I think “enslaved” is perhaps going a little far but at the same time, of course, we have lost the ability to govern ourselves in many respects. The noble Lord is right that things change. I always remember the dictum of Harold Wilson:
“A week is a long time in politics”,
and a decade, of course, is an aeon.
I was about to say that I wish we would not call each other names. I respect those who think that Britain should be part of a large agglomerate but, on the other hand, many of us believe that this country has succeeded for 1,000 years by its self-government.
(13 years, 5 months ago)
Lords ChamberMy Lords, given the time limits on speeches, it is tempting to try to speak in a staccato shorthand manner, rather like Mr Jingle in Pickwick Papers. Sadly, I lack Charles Dickens’s skill with words and so I will have to say what I want to say in my own way.

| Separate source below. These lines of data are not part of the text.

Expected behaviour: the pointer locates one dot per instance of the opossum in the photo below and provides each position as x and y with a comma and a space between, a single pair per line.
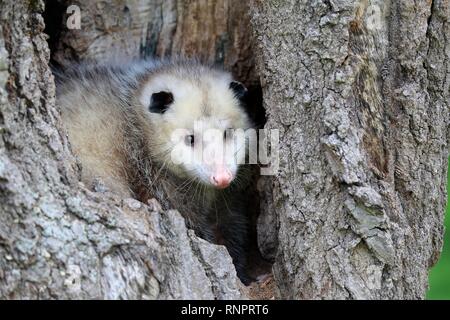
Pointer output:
140, 127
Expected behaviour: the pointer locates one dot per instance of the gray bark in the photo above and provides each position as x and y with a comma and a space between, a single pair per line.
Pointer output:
59, 240
362, 105
214, 31
356, 208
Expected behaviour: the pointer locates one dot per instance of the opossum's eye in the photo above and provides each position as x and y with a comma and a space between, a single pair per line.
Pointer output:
239, 90
189, 140
228, 134
160, 102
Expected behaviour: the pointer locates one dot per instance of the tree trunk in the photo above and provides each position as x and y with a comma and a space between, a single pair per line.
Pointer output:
59, 240
358, 89
360, 93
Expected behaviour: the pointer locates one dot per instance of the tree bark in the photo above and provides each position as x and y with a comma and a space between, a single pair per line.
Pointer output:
358, 89
360, 93
59, 240
213, 31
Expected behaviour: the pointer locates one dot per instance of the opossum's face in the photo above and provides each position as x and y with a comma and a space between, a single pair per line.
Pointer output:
198, 126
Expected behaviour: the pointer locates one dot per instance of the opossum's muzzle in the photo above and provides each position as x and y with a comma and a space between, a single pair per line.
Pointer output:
221, 178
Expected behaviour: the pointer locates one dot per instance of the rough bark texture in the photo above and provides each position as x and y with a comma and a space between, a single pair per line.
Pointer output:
362, 104
361, 99
59, 240
214, 31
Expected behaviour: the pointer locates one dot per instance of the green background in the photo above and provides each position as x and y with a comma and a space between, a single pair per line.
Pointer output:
440, 274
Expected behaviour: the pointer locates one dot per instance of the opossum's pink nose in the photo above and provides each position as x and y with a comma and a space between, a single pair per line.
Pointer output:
221, 178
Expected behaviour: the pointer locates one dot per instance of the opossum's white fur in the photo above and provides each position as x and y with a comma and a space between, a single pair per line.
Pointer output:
96, 102
105, 109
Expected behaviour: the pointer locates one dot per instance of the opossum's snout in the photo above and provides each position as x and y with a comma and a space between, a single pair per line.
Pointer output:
221, 178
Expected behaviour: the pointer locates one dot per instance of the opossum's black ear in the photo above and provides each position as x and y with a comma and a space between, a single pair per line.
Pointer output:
239, 90
160, 102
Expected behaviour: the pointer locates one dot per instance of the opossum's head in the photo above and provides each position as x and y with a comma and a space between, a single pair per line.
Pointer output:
198, 122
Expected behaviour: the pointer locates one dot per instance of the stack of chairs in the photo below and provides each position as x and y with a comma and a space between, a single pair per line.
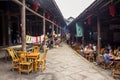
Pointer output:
20, 63
41, 62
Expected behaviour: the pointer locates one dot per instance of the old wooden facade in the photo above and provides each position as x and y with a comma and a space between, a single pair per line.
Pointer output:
100, 23
28, 17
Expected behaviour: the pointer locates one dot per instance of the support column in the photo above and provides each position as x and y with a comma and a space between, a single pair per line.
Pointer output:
23, 25
99, 38
57, 30
44, 27
3, 31
83, 35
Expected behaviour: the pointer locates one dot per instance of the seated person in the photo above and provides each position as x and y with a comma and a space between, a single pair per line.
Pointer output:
107, 58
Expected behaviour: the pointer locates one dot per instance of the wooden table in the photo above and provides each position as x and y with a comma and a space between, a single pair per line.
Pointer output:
33, 57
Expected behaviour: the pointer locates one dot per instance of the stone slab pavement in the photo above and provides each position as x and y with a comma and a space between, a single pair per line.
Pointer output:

I am conscious that I am one of the newest Members of your Lordships’ House, but I am quite a long-standing parliamentarian and spent my last 13 years in the Commons as a Deputy Speaker. I have seen ping-pong at close quarters and know only too well how an amendment to a Bill in this House can strike dread into hearts at the other end of the Palace. As a Deputy Speaker, I spent a long time not speaking but listening and, I hope, learning. I spent much time meeting Speakers and guests from other legislatures and being by turns proud and humbled by their reverence for our parliamentary system and traditions, including your Lordships’ House and the way its procedures work so well.
Before any momentous decision is taken, the key question is not how but why. If there is no satisfactory answer to why, then you never go on to how. To do so is only to waste time, effort and money, which should be spent where it could do some good. I am currently reading Adam Nicolson’s book about the making of the King James Bible. The Bible, a work of genius, was produced by a committee of 47, so committees can work. One sentence which guided them in their labours and which leapt out of its page at me in the context of this debate is:
“What virtue was there in newness, when the old was so good?”.

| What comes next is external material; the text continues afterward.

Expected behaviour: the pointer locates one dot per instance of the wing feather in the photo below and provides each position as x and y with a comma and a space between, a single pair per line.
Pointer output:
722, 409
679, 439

Indeed, what value is there in newness when the old is so good?
Abolition is self-evidently a bad idea. When weighing the issues, on one side of the scales are many good and treasured things; on the other side, the only thing is this increasingly debased currency of democracy. “Democracy” is a word like “community” and “stakeholder”; it had a meaning once but now it has become, sadly, debased. It has become a flag that has been pinned to too many masts; it has become tattered, bedraggled and, sadly, increasingly meaningless. Please let us call a spade a spade. This is not a reform; it is abolition.
The press renamed the allowances of Members of Parliament as expenses, to devastating effect. The community charge, whatever you think of it, became the poll tax and was killed immediately. This is abolition and the word “reform” must be corrected every time it is uttered. In all this, we must beware of relying on the media to tell a straight tale. They are no longer patriotic; they are no longer guardians of our constitution or cherishers of our traditions. We cannot rely on our newspapers or television even to be fair-minded. Their only concern nowadays is to fill their columns or their programmes with controversial or eye-catching headlines or photographs. If a serious argument goes by default to the detriment of our nation or its children and grandchildren, they show no signs of caring. In my political lifetime, I have watched this happen with growing unease. That now borders on despair, combined with bafflement at their lack of concern for the protection and preservation of a wonderful country such as ours.
Others have dealt, in great detail, with the nuts and bolts of the Bill, but the truth is that it is rotten at the core. I finish by using words that Mr Jingle might use: “Elected Peers not in conflict with the Commons? Nonsense. A 15-year term? Far too long. Continuing appointments? Confirms their value. Modify? Yes. Sensible reform? Yes. Abolition and Americanisation of our House? Certainly not”.